Em sentido amplo, fato jurídico lato sensu abrange tanto os acontecimentos naturais e, pois, independentes da vontade humana (fatos jurídicos stricto sensu), bem como os acontecimentos decorrentes da vontade humana (atos jurídicos).

Por sua vez, os fatos jurídicos stricto sensu podem ser ordinários (v.g., nascimento, morte, decurso do tempo) como extraordinários (e.g. enchente - caso fortuito ou força maior).

Os atos jurídicos podem ser lícitos – atos jurídicos stricto sensu (manifestações de vontade) ou negócios jurídicos (declarações de vontade) - ou ilícitos.

Ato Jurídico stricto sensu é o ato praticado pelo homem, cujos efeitos não são determinados pela vontade do agente, mas decorrem da lei, v.g, invenção de um tesouro.

Negócio Jurídico é o ato praticado pelo homem com a intenção negocial, que estabelece normas para auto-regular, nos limites da lei, seus próprios interesses, v. g. contrato.

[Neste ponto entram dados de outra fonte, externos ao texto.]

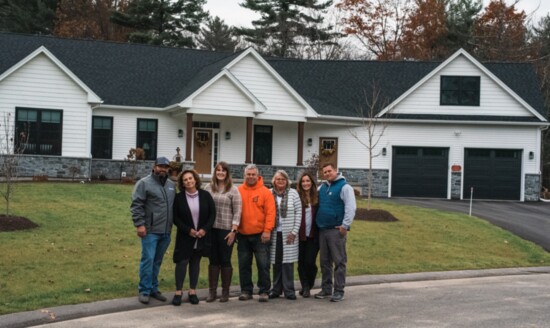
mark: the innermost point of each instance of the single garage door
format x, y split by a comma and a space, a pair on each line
493, 173
420, 172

Ato ilícito é o ato humano que ocasiona efeitos contrários à lei, causando dano a outrem.

Sujeitos de Direito

A bilateralidade essencial do direito (conduta em interferência intersubjetiva) implica que toda relação se passe entre dois sujeitos, um dos quais estará obrigado à prestação (sujeito passivo) e outro facultado a exigir a prestação, porque titular de um direito subjetivo (sujeito ativo).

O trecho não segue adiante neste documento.